Car batteries lose charge over time even if the vehicle is turned off and not using any power equipment. This is primarily a concern if you want someone to move your car occasionally, but losing radio presets and other stored information can also be annoying. Keeping charged is an easy fix and only takes an affordable battery tender, which trickles just enough juice to prevent the battery from completely dying.

Fill up with fuel

Leaving a vehicle sitting with a low fuel level for a long time can cause moisture accumulation. You may also want to consider a fuel stabilizer to prevent gum and rust while the vehicle is parked.

How to get your stored vehicle ready for the road

Once winter’s over and you’re ready to get back on the road, take a minute to ensure it’s ready for action. If you’ve removed the wheels and placed it on jack stands, replace the wheels and tires and lower the vehicle. Check for signs of damage from rodents and other animals if it’s been parked outside, and make sure the tires are road ready if you didn’t remove them.

Take a moment to inspect the seals and soft rubber components on the exterior for damage, especially if the vehicle has been parked outside all winter. The worst time to find out your window seal is cracked is when it’s raining. This includes your windshield wipers and around exterior light fixtures.

Check your fluids and under-hood area to ensure there are no leaks or visually damaged components. Peek under the vehicle to see if any fluids have leaked. Remove the battery tender if you used one, and check the battery charge to ensure you have power. Turn on exterior lights to make sure everything works.

Car Storage Frequently Asked Questions

Can I store my car in a standard storage unit?

In most cases, yes. As long as it will fit. Check with your desired storage facility to make sure it allows car storage in a standard unit. All the same preparation steps apply, and you’ll need enough room to move around the car inside the unit.
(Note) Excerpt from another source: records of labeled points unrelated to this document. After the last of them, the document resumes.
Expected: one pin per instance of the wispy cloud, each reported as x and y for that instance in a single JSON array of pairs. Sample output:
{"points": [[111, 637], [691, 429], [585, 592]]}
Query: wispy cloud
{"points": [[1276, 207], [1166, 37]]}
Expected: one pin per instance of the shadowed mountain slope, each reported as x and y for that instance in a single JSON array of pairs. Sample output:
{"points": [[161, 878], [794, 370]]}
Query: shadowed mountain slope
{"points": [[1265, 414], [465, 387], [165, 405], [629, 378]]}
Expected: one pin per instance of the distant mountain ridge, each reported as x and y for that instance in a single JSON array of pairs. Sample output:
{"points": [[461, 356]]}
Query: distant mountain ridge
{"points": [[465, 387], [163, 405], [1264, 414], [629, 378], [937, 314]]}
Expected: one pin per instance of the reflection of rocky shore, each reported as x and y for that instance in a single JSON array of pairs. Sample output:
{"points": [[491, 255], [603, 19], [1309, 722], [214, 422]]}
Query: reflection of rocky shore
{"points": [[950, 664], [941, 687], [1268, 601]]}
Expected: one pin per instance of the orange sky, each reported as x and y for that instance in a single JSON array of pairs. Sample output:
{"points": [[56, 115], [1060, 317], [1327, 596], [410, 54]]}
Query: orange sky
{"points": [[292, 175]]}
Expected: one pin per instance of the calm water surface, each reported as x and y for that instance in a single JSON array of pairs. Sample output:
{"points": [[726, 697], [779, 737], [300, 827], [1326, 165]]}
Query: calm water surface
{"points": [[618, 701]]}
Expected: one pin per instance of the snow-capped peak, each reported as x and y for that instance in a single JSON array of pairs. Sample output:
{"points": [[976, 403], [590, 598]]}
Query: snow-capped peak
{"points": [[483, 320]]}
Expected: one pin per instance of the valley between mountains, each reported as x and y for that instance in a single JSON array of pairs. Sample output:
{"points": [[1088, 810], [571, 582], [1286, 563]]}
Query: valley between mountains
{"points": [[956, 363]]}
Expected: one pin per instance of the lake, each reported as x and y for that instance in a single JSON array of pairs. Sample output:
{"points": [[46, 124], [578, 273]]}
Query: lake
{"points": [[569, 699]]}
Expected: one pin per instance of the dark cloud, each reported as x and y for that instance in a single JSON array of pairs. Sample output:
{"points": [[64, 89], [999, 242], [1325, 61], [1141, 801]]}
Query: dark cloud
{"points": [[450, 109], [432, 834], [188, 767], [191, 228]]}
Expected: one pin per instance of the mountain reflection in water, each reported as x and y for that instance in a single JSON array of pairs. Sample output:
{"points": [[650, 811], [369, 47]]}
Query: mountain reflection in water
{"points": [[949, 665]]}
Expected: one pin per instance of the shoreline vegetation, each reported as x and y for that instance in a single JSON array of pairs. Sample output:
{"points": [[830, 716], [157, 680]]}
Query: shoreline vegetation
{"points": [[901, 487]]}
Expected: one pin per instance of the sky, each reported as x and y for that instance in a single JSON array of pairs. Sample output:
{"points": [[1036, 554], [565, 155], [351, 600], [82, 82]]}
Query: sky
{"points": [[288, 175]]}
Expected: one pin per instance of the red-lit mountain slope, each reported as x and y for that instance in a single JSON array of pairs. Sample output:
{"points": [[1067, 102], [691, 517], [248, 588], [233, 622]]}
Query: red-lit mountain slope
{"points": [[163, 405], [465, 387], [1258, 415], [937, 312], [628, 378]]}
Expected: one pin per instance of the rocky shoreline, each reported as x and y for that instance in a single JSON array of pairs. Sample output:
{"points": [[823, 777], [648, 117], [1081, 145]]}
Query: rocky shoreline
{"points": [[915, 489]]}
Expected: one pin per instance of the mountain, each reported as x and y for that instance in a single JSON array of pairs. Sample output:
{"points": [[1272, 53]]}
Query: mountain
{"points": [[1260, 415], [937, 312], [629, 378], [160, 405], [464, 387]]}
Can I work on my car in a storage unit?

While many facilities allow car storage, working on or repairing vehicles is against most places’ policies. The risk of something happening, either to you or the facility, is too great.

How long can I store my car?

The information we’ve provided here is intended for vehicles stored for less than a year. If you need to put a car away for an extended period, there are additional steps you’ll need to take to ensure that it’s operational when you pull it out of storage and prep it for road use.

Can I drive with flat spots on my tires?

While moving the car with flat spots on the tires might be physically possible, it’s not a good idea. Beyond a bumpy ride, flat spots can lead to blowouts and may impact the tire’s safety. If you’ve let the car sit long enough for the tires to change shape, it’s time for new tires.

storing a car for winter

Can I drive with year-old gas in my car?

Gas is generally fine for a couple of months, maybe a little longer if you used a fuel stabilizer, but old fuel can cause various problems. Engine knock, clogged injectors, and more can all come from using old gas.

What about storing a car in my backyard?

You can store the car wherever you have space, but parking it on grass or bare dirt can lead to some issues. Moisture from the ground can cause rust across the underbody, and that’s before we get to the dead spot you’ll cause on your lawn.

Can I store my car parked on a hill?

Parking on a hill for long periods can cause issues with the drivetrain and suspension components. Fluids in the engine and other parts of the car can move to places where they aren’t supposed to be, and you’ll likely need an emergency brake replacement after a while.